Puss in Boots first appeared in stories in Renaissance Italy. He has since appeared in a Tchaikovsky ballet and a Disney cartoon, and has been played by Antonio Banderas, David Hyde Pierce, and Christopher Walken. Our favorite version of Puss’s tale is Charles Perrault’s from the late 1600s, with its sly moralité that good looks and nice clothes are the true secret to success.

Puss in Boots begins his story as the unwanted inheritance of the Miller’s youngest son, but soon negotiates himself a pair of fancy boots and sets about raising his position in the world by raising his master’s. He flatters the king and brings him presents; he bullies the farmworkers in the area into acknowledging the Miller’s son as their master; he dresses up the Miller’s son and parades him as a marquis. Like any cunning right-hand man, he tricks the powerful into doing his bidding by using their own boastful egos against them. 

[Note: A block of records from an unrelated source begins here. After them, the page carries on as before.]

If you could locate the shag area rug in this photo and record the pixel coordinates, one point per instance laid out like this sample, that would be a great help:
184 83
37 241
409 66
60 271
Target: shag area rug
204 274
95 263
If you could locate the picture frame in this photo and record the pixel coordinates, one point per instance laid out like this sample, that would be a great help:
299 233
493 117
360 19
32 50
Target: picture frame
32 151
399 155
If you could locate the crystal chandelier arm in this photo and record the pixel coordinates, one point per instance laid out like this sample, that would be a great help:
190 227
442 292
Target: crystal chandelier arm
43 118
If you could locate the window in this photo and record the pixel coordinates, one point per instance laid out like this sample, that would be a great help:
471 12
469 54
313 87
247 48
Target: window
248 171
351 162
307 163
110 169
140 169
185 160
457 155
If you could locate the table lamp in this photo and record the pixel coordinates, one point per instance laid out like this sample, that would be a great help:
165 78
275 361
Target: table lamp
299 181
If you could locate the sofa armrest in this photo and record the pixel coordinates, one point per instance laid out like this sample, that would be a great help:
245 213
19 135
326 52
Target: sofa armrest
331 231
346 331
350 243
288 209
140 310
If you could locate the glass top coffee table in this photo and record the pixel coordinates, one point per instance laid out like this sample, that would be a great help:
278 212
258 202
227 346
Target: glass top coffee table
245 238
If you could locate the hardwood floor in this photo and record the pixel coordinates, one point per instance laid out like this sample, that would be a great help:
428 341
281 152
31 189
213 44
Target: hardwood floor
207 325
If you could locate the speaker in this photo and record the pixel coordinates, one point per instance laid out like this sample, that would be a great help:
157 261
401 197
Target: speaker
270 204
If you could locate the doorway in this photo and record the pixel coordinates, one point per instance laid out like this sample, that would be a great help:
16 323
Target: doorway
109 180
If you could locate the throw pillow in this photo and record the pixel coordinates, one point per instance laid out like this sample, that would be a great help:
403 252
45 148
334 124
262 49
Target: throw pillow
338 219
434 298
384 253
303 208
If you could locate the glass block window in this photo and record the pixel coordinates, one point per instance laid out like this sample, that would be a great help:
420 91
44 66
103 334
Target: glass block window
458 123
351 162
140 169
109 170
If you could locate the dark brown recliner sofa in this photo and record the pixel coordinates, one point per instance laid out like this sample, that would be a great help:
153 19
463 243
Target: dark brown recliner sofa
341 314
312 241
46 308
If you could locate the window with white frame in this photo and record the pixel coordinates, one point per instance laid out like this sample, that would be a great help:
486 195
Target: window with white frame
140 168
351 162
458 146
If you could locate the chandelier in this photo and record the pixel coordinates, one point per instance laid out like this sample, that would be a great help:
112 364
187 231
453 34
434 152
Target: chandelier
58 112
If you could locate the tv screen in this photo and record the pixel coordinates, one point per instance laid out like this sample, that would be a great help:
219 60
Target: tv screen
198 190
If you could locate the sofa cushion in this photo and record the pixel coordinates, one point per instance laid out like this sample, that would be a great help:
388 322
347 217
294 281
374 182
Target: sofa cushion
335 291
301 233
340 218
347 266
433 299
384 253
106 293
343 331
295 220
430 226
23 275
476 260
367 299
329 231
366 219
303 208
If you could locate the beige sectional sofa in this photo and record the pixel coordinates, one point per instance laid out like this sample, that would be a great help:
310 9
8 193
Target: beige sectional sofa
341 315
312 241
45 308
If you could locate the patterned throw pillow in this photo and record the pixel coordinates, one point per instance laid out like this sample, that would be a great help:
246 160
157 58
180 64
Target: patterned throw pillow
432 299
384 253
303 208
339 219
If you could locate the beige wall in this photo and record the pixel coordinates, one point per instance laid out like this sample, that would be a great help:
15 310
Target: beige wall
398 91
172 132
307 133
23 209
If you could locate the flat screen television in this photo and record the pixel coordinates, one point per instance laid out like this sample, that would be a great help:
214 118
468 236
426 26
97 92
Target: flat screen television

Of their short play about Puss in Boots, Karlyn DeSteno and Johny Blood write: “All cats are cute killers, loved by us humans because, despite their tiger’s nature, they can’t really hurt us. Puss in Boots is a trickster both in the sense of prankster and of con man. He loves dress-up and disguises. He wears human clothes and manages to get his master dressed in royal garments. This clever Puss knows how to hide his ruthless nature behind his appearance as a talking cat, and he understands well that the rich and powerful are easily fooled by appearances, since they’re only used to seeing what they expect to see.

As a cat in the world of humans, Puss in Boots can never be treated seriously or win things for himself. He can only be the second banana, the sly servant, the cunning personal assistant. However, he can toy with human power to advance his own cat causes. Don’t cats always love to bat things around?

We find Puss having a drink with a couple of his fellow cats in a cat bar, saying the things that can’t be said when humans are around. He doesn’t think the Miller’s son is such a bad guy, compared to ogres and selfish older brothers. He’s just a nice-looking dope, who’s easy to get along with, fun to dress up and fun to manipulate. Still, is it too much to dream of a world where a cat can be appreciated for what he really is? “

PUSS IN BOOTS by Karlyn DeSteno and Johny Blood
Directed by Stuart Bousel
Staged Reading on November 7, 2020 at The EXIT Theatre



Karlyn DeSteno is a songwriter, musician, and storyteller. Her candid and intimate performances have built her a loyal following in the US and internationally. She has opened for Marty O’Reilly in England and performed with the San Francisco Leonard Cohen Festival. In 2015-2017, she co-hosted Don’t Tell Us, We Know, a monthly multi-media performance show, with theater artist Karen Penley. Sometimes she writes words that don’t go with music.



Johny Blood is a poet and tuba player who writes for and performs with the musical/theatrical group The Book of Jones. Their show “Adam & Eve on a Raft,” for which he wrote the book and lyrics, was awarded the Best of the San Francisco Fringe, 2018. He has also written and performed lyrics, poetry and monologues for the Americana band Along Came Jones and the electric tuba duo Blood & Stone.